両手の爪を鉤爪のように立て、左右の腕で空を裂く禰豆子。
ゾン! ザン! ザシュッ!と、三連撃。
猫科の動物が獲物を切り裂く如し。
待ち伏せ鬼の髪が、バラッ・・・といくつにも裁断される。
やや驚いた様子の待ち伏せ鬼、灰黒色の眼球を見開く。
すぐに、タン! タン!と後方に跳ね、禰豆子との距離を空ける。
禰豆子、腰を落とし、両脇を締め、ぐっ、と掌を上向きにして構える。
対峙距離、約4メートル。
待ち伏せ鬼、髪を戻して自然に垂れ下げる。
待ち伏せ鬼「(鼻で、ふん、と嗤い)あらあら、斬るのお上手ね・・・でも髪はいくらだって伸びる。

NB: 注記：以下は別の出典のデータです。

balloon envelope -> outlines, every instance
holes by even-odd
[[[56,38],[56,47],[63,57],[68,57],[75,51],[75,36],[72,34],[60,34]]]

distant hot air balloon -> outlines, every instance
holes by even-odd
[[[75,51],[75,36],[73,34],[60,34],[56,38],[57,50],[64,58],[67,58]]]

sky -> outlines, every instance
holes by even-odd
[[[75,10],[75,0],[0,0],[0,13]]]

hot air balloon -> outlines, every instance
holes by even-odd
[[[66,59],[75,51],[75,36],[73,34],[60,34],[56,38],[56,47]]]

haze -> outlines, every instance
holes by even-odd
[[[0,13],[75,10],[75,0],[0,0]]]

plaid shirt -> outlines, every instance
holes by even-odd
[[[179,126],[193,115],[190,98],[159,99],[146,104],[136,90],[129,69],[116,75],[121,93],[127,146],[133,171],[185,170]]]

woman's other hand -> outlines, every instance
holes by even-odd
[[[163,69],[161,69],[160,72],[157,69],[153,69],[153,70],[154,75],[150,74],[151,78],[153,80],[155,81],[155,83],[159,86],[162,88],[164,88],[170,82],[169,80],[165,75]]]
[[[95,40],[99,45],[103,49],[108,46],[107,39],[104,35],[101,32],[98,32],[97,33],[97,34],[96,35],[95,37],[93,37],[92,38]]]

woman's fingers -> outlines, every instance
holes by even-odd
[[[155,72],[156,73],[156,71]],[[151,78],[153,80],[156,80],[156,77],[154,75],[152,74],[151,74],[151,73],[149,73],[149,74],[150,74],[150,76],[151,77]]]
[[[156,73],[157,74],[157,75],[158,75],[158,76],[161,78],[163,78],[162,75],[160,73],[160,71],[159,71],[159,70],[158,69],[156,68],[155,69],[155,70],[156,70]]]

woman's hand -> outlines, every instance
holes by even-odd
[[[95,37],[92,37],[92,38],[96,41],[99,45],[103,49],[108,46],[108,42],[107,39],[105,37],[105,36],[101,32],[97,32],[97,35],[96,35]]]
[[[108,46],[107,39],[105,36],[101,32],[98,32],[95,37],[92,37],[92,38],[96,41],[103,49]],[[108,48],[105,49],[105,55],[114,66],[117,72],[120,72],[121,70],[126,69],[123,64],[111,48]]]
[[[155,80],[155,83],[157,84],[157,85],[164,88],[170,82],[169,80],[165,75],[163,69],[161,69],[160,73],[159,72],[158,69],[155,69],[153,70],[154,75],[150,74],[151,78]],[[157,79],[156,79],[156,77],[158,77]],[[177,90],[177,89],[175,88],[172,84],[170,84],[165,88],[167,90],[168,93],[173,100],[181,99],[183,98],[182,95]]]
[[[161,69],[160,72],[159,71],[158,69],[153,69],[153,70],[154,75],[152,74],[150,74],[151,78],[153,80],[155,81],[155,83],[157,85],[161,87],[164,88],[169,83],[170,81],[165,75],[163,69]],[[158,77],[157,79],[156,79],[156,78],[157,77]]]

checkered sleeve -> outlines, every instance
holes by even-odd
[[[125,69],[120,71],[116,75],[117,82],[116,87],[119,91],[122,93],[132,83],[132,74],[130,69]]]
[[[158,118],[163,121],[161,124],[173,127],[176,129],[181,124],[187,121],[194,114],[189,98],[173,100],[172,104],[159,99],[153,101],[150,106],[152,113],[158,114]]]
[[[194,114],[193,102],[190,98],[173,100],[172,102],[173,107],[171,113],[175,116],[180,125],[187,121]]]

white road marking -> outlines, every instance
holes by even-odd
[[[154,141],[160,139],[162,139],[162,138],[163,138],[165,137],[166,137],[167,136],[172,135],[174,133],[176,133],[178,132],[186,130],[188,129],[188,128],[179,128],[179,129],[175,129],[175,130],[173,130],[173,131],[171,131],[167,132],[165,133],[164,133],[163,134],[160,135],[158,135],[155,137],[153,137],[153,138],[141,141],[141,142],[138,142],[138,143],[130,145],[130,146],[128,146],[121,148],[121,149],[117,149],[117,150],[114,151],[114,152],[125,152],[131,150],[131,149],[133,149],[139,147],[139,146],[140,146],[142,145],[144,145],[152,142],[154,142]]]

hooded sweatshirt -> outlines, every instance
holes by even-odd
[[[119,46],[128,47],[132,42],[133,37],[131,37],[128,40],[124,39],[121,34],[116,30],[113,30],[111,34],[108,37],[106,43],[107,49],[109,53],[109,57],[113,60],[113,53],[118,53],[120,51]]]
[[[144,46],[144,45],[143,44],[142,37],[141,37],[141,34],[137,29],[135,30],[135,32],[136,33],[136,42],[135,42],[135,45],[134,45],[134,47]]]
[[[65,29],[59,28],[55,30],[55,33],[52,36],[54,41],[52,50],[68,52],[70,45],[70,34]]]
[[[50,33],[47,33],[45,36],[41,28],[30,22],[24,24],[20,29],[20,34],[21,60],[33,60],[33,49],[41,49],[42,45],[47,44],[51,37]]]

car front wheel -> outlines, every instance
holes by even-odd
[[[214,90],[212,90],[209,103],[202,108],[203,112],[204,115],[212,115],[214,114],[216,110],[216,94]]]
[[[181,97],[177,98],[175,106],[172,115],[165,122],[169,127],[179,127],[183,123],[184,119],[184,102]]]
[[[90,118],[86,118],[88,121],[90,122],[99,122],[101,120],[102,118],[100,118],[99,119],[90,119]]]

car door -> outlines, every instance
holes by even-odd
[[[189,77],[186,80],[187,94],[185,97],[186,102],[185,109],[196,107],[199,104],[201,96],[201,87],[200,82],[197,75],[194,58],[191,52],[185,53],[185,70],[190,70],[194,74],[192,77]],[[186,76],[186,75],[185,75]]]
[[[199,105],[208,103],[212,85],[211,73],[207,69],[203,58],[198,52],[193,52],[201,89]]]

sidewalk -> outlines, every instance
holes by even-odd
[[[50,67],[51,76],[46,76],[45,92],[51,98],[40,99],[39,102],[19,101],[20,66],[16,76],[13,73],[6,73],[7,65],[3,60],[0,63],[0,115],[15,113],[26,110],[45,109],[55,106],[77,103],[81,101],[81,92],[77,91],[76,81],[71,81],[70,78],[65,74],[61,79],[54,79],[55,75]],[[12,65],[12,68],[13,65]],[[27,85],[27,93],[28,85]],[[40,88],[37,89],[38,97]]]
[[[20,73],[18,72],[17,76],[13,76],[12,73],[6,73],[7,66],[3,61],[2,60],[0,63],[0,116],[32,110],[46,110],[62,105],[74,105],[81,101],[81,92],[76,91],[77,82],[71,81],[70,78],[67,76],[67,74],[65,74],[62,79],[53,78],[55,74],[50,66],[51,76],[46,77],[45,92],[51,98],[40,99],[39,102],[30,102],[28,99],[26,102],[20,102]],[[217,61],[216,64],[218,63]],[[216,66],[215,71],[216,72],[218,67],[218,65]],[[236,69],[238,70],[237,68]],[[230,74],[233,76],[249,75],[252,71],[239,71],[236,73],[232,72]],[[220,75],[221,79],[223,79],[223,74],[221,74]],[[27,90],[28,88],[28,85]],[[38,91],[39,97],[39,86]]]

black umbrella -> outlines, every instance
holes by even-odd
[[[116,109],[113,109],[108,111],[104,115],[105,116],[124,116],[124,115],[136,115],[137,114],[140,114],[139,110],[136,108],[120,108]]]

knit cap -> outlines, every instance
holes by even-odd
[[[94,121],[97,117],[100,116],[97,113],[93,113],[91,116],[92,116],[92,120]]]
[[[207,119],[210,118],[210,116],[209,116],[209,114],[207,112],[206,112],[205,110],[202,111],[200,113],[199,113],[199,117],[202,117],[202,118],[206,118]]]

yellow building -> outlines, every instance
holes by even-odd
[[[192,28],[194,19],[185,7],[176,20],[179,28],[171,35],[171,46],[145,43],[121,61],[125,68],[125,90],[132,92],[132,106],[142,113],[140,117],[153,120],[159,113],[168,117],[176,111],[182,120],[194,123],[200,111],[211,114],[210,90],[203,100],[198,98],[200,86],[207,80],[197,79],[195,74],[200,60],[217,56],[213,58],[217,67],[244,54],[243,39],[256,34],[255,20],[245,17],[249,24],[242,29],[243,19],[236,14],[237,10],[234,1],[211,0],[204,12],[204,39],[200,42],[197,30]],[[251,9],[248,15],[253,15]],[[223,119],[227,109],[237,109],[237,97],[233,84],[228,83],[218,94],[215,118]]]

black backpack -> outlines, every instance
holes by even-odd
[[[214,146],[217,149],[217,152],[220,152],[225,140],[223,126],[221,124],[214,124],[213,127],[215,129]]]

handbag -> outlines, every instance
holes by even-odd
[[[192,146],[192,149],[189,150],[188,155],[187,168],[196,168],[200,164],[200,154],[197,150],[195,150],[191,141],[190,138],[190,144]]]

好きなだけ斬ればいいわ」
右半分の長髪を、ドォン!と射出して、グイン!と伸ばす待ち伏せ鬼。
飛来する髪の触手を、右、左と、爪を立てた手で捌き、斬る禰豆子。
ザザン!と、二手の攻撃が、一度の音。
一方、禰豆子から待ち伏せ鬼を挟み、120度反対側。
鬼の立つ位置から、8メートル。
杉の樹の陰から、音もなく、キリエが現れる。
仕込み傘を機銃と同じように構え、銃口が待ち伏せ鬼の頭部を狙う。
石突に既に装備されているバヨネットが、ギラ、と光を放つ。
ヴォガッ! ドガドガッ!と、銃身部が鳴り、銃声が連鎖。
浄銀弾が、続け様に発射される。
突如。
キリエと待ち伏せ鬼の中間付近で、黒い塊が、宙に出現。
連射された浄銀弾が、全弾、ドスドスドスッ!と着弾。
キリエ、思わず目を剥く。
それは、待ち伏せ鬼の左半分の髪が伸びて、空中で団子のように固まって丸まった物体。
さながら、宙に浮かぶ岩のような形状。
減り込んだ銃弾が、押し出されて、ポロ、ポロ・・・と地面に落下する。
硝煙が漂う中、動きを停めるキリエ。
キリエ「(息を飲み)髪で! 弾を止めた!?」
待ち伏せ鬼「(小馬鹿にした口調)残念ねぇ・・・」
髪の巨塊が、バラッ、と解ける。
一拍の、後。
ズドォン!と、黒髪の触手が、キリエとの間を一気に詰める。
気が付いた時には、待ち伏せ鬼の髪が、ぐりんぐりん、とキリエの首に巻き付く。